Let $A$ be a Noetherian ring, $I=(a_1,\ldots,a_n)$ an ideal of $A$. I want to show that completion of $A$ by $I$ (denote that by $\hat{A}$) is isomorphic to $A[[x_1,\ldots,x_n]]/(x_1-a_1,\ldots,x_n-a_n)$, hence Noetherian (since the formal power series is Noetherian, and so is the quotient).
I've seen some different proofs for this (both in Matsumura's Commutative Ring Theory and Atiyah, MacDonalds Introduction to Commutative Algebra), but I want to explicitly show we have a isomorphism $\hat{A}\cong A[[x_1,\ldots,x_n]]/(x_1-a_1,\ldots,x_n-a_n)$. I've been trying to construct a map doing this, but so far without any luck.
This is more or less the proof in Matsumura, Theorem 8.12. Let $\mathfrak{m} := (x_{1},\dotsc,x_{n}) \subset A[x_{1},\dotsc,x_{n}]$ be the ideal. Note that $$ \textstyle \hat{A} = \varprojlim_{\ell \in \mathbb{N}} A/I^{\ell} $$ and $$ \textstyle A[[x_{1},\dotsc,x_{n}]]/(x_{1}-a_{1},\dotsc,x_{n}-a_{n}) \simeq \varprojlim_{\ell \in \mathbb{N}} A[x_{1},\dotsc,x_{n}]/(\mathfrak{m}^{\ell},x_{1}-a_{1},\dotsc,x_{n}-a_{n}) $$ where in the above isomorphism we use that $A$ is Noetherian, show that the $A$-algebra map $$ A[x_{1},\dotsc,x_{n}]/(\mathfrak{m}^{\ell},x_{1}-a_{1},\dotsc,x_{n}-a_{n}) \to A/I^{\ell} $$ sending $x_{i} \mapsto a_{i}$ is an isomorphism, then take projective limit.

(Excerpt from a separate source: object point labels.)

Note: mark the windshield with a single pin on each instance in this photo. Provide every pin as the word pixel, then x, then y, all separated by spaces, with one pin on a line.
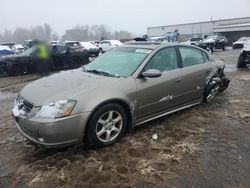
pixel 212 37
pixel 27 52
pixel 120 61
pixel 243 39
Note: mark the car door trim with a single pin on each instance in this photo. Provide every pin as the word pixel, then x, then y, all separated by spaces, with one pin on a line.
pixel 168 112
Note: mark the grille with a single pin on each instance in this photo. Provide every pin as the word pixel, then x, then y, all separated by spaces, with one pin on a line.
pixel 24 104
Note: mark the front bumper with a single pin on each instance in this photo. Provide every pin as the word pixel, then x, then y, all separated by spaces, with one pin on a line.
pixel 204 45
pixel 53 133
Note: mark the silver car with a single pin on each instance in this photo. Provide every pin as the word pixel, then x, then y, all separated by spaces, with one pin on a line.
pixel 123 88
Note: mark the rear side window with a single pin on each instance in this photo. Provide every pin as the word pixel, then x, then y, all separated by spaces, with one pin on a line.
pixel 205 57
pixel 191 56
pixel 164 60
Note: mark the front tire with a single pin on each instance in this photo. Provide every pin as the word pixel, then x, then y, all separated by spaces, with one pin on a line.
pixel 241 61
pixel 106 126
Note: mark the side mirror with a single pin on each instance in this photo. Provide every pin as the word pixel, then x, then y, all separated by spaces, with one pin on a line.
pixel 151 73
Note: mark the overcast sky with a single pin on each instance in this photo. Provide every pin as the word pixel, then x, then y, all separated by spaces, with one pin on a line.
pixel 132 15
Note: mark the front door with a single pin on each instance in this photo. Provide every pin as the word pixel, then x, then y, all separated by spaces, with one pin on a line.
pixel 155 95
pixel 195 72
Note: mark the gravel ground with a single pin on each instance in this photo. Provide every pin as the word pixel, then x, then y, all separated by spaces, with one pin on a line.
pixel 204 146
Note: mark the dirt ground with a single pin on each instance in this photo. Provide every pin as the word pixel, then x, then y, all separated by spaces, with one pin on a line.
pixel 204 146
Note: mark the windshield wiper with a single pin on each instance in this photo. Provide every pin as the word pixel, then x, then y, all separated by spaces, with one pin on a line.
pixel 98 72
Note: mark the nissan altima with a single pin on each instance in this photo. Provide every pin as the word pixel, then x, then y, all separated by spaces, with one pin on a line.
pixel 123 88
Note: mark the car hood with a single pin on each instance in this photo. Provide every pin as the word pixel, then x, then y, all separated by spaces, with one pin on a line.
pixel 239 42
pixel 11 58
pixel 208 41
pixel 64 85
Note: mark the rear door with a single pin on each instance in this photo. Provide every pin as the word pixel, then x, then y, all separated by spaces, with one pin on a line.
pixel 195 70
pixel 155 95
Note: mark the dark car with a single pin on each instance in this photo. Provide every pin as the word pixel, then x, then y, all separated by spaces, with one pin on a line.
pixel 214 42
pixel 60 57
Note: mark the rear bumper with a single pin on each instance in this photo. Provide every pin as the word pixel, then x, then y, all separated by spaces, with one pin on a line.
pixel 53 133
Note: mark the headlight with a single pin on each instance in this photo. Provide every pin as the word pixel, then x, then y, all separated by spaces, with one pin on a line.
pixel 57 109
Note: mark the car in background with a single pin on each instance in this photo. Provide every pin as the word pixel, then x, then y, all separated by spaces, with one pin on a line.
pixel 61 57
pixel 92 49
pixel 18 48
pixel 9 44
pixel 193 41
pixel 123 88
pixel 5 50
pixel 96 43
pixel 54 42
pixel 214 42
pixel 106 45
pixel 240 42
pixel 244 57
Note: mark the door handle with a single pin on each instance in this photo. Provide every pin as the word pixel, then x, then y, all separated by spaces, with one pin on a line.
pixel 179 79
pixel 208 72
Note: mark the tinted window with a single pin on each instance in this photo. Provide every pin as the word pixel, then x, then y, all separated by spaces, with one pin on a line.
pixel 205 57
pixel 164 60
pixel 61 49
pixel 191 56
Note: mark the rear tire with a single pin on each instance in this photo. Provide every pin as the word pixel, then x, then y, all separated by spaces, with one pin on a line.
pixel 106 126
pixel 212 89
pixel 212 48
pixel 224 47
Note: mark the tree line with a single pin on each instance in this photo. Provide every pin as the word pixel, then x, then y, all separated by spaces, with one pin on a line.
pixel 79 33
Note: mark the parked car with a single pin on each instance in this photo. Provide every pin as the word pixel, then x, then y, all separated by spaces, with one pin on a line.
pixel 244 57
pixel 96 43
pixel 54 42
pixel 240 42
pixel 214 42
pixel 18 48
pixel 92 49
pixel 123 88
pixel 72 43
pixel 9 44
pixel 5 50
pixel 193 41
pixel 106 45
pixel 61 57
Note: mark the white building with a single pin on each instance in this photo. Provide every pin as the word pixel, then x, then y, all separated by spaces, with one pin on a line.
pixel 233 29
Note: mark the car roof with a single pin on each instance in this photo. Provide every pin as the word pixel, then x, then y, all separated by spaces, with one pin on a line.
pixel 161 45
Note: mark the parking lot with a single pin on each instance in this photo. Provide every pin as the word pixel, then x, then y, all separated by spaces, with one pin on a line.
pixel 204 146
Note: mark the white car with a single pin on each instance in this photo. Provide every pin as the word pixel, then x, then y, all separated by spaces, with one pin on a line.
pixel 193 41
pixel 240 42
pixel 92 49
pixel 106 45
pixel 18 48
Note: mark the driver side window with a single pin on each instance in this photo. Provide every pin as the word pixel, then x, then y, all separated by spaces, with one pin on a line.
pixel 164 60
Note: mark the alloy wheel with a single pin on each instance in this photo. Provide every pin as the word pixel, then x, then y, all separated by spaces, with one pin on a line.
pixel 109 126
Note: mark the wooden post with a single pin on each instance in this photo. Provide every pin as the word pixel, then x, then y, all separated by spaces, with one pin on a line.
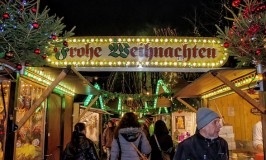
pixel 44 95
pixel 86 110
pixel 81 77
pixel 250 100
pixel 186 104
pixel 262 99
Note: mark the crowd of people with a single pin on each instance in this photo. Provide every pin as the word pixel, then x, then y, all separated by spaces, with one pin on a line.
pixel 130 140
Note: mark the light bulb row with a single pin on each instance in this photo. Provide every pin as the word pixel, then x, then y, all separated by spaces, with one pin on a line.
pixel 48 77
pixel 145 40
pixel 237 83
pixel 136 64
pixel 45 81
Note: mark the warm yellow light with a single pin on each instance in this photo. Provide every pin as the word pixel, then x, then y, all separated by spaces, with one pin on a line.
pixel 259 76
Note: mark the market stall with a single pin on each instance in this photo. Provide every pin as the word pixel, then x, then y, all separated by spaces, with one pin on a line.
pixel 235 108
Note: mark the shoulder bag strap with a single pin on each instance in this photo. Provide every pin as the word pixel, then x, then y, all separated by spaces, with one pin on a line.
pixel 119 146
pixel 141 155
pixel 157 143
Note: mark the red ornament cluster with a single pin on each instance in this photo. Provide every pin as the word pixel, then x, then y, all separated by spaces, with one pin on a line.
pixel 253 29
pixel 236 3
pixel 37 51
pixel 35 25
pixel 65 43
pixel 226 45
pixel 34 10
pixel 6 16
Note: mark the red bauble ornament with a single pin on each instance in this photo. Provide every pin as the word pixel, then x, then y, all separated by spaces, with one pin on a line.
pixel 258 52
pixel 226 44
pixel 44 56
pixel 54 37
pixel 34 10
pixel 10 54
pixel 19 66
pixel 236 3
pixel 6 16
pixel 35 25
pixel 65 43
pixel 55 49
pixel 37 51
pixel 251 91
pixel 21 8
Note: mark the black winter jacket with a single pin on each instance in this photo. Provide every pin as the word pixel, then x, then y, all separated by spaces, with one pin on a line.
pixel 199 148
pixel 85 151
pixel 166 144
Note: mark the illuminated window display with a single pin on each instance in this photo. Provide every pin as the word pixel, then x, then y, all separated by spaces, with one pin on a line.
pixel 5 92
pixel 29 138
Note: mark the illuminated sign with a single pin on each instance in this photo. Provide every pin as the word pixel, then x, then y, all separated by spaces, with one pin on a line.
pixel 182 52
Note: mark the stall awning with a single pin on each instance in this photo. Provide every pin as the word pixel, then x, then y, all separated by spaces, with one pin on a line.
pixel 97 110
pixel 208 82
pixel 72 80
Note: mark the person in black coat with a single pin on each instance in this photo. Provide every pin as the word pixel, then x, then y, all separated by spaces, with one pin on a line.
pixel 164 139
pixel 80 147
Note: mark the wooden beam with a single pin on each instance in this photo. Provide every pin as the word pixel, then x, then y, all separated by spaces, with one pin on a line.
pixel 86 110
pixel 250 100
pixel 44 95
pixel 186 104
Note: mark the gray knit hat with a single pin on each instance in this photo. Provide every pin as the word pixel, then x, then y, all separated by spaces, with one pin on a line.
pixel 204 117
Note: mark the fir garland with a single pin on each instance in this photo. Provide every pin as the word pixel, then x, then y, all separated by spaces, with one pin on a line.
pixel 246 38
pixel 25 32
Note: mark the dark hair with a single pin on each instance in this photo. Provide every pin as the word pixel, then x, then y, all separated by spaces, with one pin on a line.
pixel 160 128
pixel 111 122
pixel 128 120
pixel 79 127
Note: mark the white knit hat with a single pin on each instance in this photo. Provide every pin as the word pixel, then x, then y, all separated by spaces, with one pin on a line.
pixel 204 117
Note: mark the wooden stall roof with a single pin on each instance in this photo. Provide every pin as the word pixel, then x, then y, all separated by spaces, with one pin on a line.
pixel 208 82
pixel 72 80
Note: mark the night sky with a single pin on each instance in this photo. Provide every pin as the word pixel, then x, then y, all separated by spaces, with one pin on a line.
pixel 137 17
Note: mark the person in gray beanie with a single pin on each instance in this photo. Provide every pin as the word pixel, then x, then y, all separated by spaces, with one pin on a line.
pixel 205 144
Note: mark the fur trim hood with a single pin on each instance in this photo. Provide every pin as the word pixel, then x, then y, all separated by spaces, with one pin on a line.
pixel 130 134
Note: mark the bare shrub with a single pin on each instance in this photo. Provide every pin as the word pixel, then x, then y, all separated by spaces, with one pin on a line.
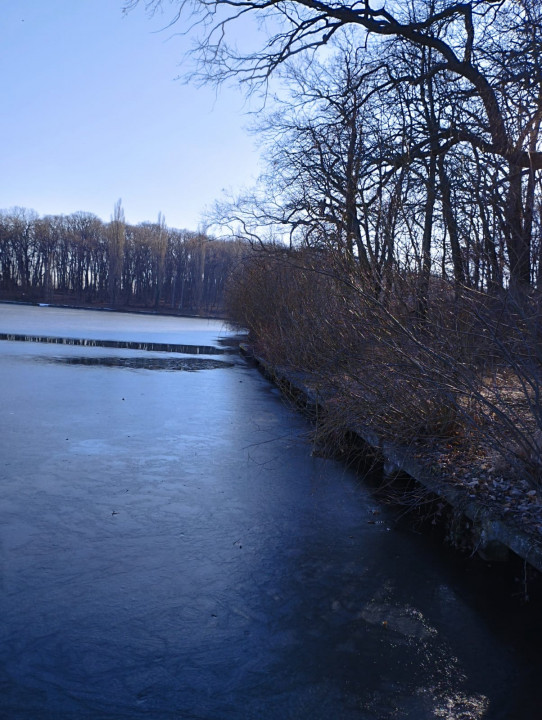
pixel 470 371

The map $\varphi : A[x_{1},\dotsc,x_{n}] \to A/I^{\ell}$ sending $x_{i} \mapsto a_{i}$ is surjective, and $(\mathfrak{m}^{\ell},x_{1}-a_{1},\dotsc,x_{n}-a_{n}) \subseteq \ker \varphi$. Suppose $f(x_{1},\dotsc,x_{n}) \in \ker \varphi$. Reducing modulo $x_{1}-a_{1},\dotsc,x_{n}-a_{n}$, we may assume that $f = a \in A$ is a constant; then $a \in \ker\varphi$ means $a \in I^{\ell}$, namely we can write $a = \sum_{\mathbf{e}} c_{\mathbf{e}}a_{1}^{e_{1}} \dotsb a_{n}^{e_{n}}$ where $\mathbf{e} = (e_{1},\dotsc,e_{n})$ ranges over elements of $(\mathbb{Z}_{\ge 0})^{\oplus n}$ such that $e_{1} + \dotsb + e_{n} = \ell$. Then $a$ is equivalent modulo $x_{1}-a_{1},\dotsc,x_{n}-a_{n}$ to $\sum_{\mathbf{e}} c_{\mathbf{e}}x_{1}^{e_{1}} \dotsb x_{n}^{e_{n}}$, which lies in $\mathfrak{m}^{\ell}$.